Pick one vehicle and 2-3 backups in case your first choice does not work out. Look for prices and figure out roughly how long you will be paying on it for. Many calculators are available online to help with rates.


Check around for prices on all of your vehicles and make sure to get the price for full coverage if you are going to be making payments.

General Repair.

You need to know what the maintenance schedule is for your list of vehicles so you can have an idea of what it will cost you month to month to have it serviced. Also look at general parts such as alternators, starters, and spark plugs. These are most common to break first and there is a big difference in price for a little car to a full size SUV.

Fuel Costs.

It is not only the MPG you need to be worried about. Look to see how big the gas tank is and if the motor can run on fewer cylinders at normal speed. This can cut down on fuel costs.

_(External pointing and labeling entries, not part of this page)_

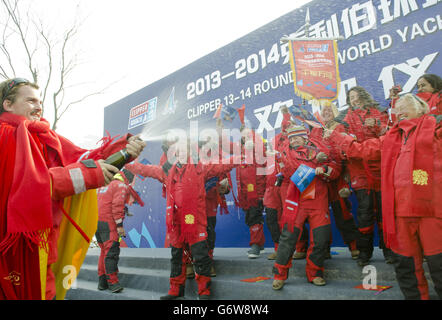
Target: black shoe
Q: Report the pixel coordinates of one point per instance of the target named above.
(115, 287)
(102, 283)
(170, 297)
(363, 262)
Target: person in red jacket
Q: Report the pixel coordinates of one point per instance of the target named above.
(276, 183)
(35, 158)
(186, 218)
(429, 87)
(251, 184)
(216, 189)
(338, 189)
(112, 201)
(410, 155)
(363, 120)
(311, 205)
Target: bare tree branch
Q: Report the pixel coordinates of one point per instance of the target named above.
(49, 57)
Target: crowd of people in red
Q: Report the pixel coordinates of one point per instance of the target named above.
(387, 157)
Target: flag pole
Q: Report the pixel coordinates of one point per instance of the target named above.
(306, 37)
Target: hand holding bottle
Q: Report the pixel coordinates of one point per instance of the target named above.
(135, 146)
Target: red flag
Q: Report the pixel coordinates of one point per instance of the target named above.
(241, 113)
(218, 112)
(315, 69)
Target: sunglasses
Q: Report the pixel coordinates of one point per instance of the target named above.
(14, 82)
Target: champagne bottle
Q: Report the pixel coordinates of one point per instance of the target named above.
(118, 159)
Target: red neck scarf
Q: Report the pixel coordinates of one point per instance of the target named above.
(421, 175)
(29, 204)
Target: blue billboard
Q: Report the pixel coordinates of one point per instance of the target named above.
(386, 43)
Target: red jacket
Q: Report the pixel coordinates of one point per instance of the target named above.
(401, 195)
(335, 154)
(40, 168)
(293, 158)
(364, 174)
(251, 177)
(185, 192)
(111, 202)
(434, 101)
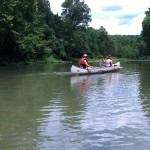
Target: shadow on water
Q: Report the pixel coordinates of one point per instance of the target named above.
(44, 107)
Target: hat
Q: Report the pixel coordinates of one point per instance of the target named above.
(85, 55)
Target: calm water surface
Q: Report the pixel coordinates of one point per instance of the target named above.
(45, 108)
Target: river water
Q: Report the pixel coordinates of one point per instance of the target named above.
(43, 107)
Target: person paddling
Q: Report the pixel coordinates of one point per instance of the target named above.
(109, 61)
(83, 63)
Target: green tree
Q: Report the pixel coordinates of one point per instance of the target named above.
(146, 30)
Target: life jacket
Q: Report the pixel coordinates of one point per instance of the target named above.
(81, 62)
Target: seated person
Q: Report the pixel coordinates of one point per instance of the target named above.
(83, 63)
(108, 61)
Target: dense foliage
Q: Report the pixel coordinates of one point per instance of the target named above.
(30, 31)
(146, 31)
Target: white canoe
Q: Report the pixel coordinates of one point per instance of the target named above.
(94, 70)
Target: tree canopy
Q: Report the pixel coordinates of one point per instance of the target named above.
(30, 31)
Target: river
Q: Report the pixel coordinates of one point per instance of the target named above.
(43, 107)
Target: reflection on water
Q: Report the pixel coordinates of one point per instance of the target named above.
(43, 108)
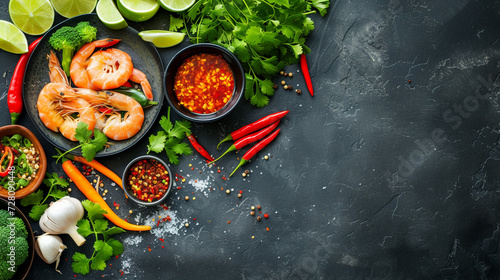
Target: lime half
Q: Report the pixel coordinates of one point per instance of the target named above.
(162, 38)
(33, 17)
(71, 8)
(109, 15)
(138, 10)
(176, 5)
(12, 39)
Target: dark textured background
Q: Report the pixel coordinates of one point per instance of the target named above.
(389, 172)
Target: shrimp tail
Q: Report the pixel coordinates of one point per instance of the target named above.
(140, 78)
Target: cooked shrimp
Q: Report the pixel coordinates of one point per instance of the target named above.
(85, 114)
(110, 68)
(57, 74)
(140, 78)
(48, 104)
(78, 67)
(116, 127)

The Two Biggest Car Expenses

The two biggest car expenses and most important things to look at when buying a car is the payment and your insurance. This will take up about 80-90% of your budget that was set aside. Insurance will probably be the most important of the two since it varies on so many things such as your age, make/model of the vehicle, sometimes color of the vehicle, and even your credit. All insurance companies are different as to what they use for criteria so be sure shop around.

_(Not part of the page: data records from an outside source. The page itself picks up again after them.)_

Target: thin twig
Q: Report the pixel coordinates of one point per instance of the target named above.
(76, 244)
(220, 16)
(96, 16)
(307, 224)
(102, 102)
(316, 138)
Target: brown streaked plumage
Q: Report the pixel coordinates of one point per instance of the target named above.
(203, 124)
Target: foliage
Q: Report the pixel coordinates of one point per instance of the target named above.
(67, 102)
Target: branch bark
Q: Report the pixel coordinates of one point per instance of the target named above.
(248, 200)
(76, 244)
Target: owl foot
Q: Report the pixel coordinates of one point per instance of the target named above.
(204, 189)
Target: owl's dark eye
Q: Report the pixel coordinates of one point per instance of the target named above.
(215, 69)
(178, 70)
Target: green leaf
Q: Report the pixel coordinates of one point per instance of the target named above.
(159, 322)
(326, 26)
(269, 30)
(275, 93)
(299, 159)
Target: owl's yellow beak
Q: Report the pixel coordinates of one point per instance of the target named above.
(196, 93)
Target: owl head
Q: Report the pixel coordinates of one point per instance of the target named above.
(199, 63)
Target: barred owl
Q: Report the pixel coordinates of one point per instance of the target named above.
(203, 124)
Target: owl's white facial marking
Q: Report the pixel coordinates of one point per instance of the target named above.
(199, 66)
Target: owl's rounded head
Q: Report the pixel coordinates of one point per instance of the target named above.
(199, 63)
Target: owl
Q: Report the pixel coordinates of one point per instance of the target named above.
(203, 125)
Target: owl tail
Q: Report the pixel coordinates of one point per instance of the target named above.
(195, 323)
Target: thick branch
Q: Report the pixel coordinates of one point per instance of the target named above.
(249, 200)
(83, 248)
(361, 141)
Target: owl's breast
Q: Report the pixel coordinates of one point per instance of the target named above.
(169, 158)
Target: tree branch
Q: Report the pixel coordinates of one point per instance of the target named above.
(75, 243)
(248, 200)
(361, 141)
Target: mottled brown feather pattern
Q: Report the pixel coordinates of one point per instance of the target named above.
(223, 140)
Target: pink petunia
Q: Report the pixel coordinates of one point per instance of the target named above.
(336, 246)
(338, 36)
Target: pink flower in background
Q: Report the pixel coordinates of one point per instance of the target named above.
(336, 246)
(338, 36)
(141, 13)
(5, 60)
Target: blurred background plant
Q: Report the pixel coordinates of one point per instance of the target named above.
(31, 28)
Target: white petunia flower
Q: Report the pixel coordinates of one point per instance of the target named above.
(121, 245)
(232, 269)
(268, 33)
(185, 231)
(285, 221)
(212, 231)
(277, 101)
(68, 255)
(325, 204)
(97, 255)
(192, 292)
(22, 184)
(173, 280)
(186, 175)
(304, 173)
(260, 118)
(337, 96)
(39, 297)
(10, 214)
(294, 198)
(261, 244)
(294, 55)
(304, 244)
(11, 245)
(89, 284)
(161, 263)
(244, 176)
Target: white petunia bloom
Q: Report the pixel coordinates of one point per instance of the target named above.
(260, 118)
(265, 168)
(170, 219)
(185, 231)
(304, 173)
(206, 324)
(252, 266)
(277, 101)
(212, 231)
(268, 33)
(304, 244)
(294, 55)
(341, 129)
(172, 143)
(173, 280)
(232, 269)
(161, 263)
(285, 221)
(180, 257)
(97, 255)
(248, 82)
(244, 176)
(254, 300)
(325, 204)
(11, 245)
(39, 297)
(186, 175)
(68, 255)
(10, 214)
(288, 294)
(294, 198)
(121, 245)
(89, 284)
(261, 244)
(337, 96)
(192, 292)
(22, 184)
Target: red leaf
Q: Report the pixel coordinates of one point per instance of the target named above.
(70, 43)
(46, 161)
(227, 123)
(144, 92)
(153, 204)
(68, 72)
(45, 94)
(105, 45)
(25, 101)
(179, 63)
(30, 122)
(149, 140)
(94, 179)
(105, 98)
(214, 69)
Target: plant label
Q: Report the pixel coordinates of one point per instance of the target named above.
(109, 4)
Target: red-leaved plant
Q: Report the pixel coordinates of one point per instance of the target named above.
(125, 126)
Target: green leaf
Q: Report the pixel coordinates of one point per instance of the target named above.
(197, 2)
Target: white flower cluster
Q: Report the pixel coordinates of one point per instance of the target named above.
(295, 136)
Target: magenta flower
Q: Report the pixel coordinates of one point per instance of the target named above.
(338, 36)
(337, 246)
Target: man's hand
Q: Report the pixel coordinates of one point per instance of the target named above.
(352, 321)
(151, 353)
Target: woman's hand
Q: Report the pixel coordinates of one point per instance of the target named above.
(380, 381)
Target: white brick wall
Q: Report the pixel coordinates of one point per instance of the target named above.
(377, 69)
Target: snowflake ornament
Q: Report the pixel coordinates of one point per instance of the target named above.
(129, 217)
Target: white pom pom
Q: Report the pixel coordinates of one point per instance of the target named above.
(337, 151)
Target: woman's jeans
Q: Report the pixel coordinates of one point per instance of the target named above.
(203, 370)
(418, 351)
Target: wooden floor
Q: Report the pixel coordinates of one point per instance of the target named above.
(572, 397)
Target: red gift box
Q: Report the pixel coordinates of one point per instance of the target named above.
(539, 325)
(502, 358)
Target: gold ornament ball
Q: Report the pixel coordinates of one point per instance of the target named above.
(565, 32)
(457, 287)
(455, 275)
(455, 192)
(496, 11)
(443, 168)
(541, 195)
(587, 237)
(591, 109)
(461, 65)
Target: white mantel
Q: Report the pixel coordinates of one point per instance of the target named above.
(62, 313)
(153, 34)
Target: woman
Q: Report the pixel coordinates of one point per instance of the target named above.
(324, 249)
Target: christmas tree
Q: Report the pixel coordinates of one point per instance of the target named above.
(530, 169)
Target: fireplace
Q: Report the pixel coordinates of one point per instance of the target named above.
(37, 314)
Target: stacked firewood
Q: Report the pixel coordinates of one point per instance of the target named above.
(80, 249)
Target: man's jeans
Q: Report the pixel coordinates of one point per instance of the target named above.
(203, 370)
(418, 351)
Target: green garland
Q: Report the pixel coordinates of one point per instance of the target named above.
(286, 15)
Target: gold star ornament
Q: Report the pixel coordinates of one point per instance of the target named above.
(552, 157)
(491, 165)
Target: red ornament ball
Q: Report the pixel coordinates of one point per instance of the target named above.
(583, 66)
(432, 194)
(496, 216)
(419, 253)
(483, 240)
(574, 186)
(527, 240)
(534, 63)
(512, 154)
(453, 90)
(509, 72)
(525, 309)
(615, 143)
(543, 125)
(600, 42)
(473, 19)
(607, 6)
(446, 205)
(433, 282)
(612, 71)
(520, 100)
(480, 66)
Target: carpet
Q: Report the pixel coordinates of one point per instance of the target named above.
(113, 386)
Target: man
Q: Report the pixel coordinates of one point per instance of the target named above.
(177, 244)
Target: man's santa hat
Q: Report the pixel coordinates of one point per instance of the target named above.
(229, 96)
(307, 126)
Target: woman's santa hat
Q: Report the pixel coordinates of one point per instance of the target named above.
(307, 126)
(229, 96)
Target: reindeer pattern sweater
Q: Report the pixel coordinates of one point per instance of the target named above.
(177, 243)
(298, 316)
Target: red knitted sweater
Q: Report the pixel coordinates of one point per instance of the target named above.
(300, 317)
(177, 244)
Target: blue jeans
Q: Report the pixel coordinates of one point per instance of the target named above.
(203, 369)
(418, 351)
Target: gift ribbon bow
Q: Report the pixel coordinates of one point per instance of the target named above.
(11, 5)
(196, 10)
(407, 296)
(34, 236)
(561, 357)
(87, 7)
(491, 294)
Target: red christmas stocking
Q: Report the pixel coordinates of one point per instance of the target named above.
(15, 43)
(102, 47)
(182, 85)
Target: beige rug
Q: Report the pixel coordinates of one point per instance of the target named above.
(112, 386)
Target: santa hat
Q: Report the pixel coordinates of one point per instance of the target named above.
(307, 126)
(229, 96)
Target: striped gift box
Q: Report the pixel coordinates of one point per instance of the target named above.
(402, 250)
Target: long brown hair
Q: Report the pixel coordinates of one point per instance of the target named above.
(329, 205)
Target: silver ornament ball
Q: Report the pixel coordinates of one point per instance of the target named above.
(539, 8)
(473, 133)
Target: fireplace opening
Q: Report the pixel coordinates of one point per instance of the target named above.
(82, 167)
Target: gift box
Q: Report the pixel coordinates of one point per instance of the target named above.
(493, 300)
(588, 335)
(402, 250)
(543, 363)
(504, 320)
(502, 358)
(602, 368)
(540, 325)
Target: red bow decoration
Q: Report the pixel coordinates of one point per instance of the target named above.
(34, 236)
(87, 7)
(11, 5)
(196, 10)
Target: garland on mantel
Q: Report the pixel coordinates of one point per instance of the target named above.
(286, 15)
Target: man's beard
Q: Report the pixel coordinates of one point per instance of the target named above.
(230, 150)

To demonstrate the difference in insurance, I looked up a few examples on Progressive. The figures I have here should shed some light on what type of vehicle you may want to look for. Please remember that these numbers will vary for everyone, but should stay relatively the same as far as difference in price between each other. These are also just the figures for the collision portion and you will still have to figure in liability, comprehensive, etc…

Car Model Collision


6 Month


Chevrolet Corvette ZR1 $500 $2169
Chevrolet Cobalt $500 $381
Ford Mustang GT 500 $500 $2169
Ford Focus $500 $398

These figures are a 6 month price, but you can see the significant difference. (This is not the total either, just a piece of what makes the month to month total) Another way to look at it is that the more expensive it is to fix, the more you will pay. That is one big piece of criteria the insurance companies look at. How likely you will wreck it and what it will take to fix it. This is also why it is important to shop around. Not every company uses your credit or cares about color of the car. And each company also has their own statistics they run to come up with their prices. Bottom line, do your research and once you know what you want to buy, shop for insurance first before stepping on the dealership. Once you have your insurance quote, be sure when you buy your car to leave a percentage of your budget aside each month for repairs and regular maintenance.

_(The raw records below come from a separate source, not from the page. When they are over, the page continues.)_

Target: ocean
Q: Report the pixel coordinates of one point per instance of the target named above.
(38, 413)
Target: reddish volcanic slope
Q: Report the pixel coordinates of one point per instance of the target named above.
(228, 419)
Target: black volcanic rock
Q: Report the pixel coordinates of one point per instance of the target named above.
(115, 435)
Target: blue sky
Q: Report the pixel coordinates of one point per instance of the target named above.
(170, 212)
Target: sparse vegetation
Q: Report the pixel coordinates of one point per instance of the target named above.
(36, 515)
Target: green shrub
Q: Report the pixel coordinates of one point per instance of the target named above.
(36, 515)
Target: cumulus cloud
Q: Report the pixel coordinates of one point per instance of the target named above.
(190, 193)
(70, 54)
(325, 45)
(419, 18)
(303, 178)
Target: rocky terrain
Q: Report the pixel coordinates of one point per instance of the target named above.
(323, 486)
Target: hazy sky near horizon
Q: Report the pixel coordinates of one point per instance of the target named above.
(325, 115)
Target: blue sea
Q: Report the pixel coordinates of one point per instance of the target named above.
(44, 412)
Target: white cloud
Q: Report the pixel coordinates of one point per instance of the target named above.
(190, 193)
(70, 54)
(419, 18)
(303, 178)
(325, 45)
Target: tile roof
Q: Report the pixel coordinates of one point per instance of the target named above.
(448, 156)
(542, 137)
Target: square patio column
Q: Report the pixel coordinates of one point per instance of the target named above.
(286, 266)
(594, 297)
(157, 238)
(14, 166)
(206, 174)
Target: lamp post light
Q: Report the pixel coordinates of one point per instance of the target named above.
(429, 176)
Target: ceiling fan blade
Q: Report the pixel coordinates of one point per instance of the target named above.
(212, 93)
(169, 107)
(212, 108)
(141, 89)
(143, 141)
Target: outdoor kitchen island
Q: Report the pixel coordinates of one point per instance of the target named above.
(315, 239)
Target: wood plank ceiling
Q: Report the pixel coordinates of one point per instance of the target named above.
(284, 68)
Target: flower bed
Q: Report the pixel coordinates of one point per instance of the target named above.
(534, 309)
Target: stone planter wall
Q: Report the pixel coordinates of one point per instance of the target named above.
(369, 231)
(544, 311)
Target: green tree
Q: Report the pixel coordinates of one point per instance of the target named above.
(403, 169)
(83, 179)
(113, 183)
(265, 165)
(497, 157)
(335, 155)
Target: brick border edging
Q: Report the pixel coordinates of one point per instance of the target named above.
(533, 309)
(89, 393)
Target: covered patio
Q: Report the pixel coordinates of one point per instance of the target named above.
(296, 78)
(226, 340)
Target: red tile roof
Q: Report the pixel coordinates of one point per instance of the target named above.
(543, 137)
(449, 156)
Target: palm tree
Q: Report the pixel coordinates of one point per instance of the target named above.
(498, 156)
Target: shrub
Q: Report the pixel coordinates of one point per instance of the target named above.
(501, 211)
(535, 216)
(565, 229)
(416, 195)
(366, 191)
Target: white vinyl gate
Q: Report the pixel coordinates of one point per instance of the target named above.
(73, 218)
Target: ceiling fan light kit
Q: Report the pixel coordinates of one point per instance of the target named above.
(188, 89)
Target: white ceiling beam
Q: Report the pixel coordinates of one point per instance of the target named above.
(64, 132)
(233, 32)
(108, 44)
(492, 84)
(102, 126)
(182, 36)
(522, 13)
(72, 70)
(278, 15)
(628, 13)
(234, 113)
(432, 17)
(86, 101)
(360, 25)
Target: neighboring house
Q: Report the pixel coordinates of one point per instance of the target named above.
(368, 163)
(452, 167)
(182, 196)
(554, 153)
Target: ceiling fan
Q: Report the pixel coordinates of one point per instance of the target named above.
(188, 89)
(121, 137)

Repairs, Maintenance, and Fuel Car Costs

Fuel will be something to keep in mind when you buy your vehicle. It should not make as much of a difference as your monthly payment or insurance though. The difference between a couple MPG’s will be noticed only over the long run and most people do not keep track of it. So you just need to decide if you want a big car or little one and go from them. Also, many cars are going “green” nowadays, making it easier to save money and the environment.

Repairs and maintenance will make up the last portion of your budget that you set aside each month. Most month to month maintenance will require washing and topping off fluids. But every so many miles, you will have to take it in for its checkup and some vehicles have longer maintenance lists than others. You will want to talk to the dealership or your family mechanic and check on prices for maintenances needed. It is important to have these routinely done as it preserves the life of your car and keeps the warranty intact. Keeping repairs in mind will matter because the bigger the vehicle, the more money general parts such as alternators, starters, tires, wheels, and brakes cost. Some items will be covered under warranty for a short period of time, but outside of that you are on your own. The difference between a little car and a bigger car can mean a couple hundred dollars in difference in the price of the part. Not to mention that if you decide to have a shop do it, you will have to tack that price on as well.

So when you shop for a car the most important thing you can do is your homework on your selected vehicles. If you research our suggestions above you will have a clear cut idea of what you will spend approximately each month. And when compared to your monthly budget you set aside for your new car, you can then compare the two and know how much car you can afford. Good luck in your search!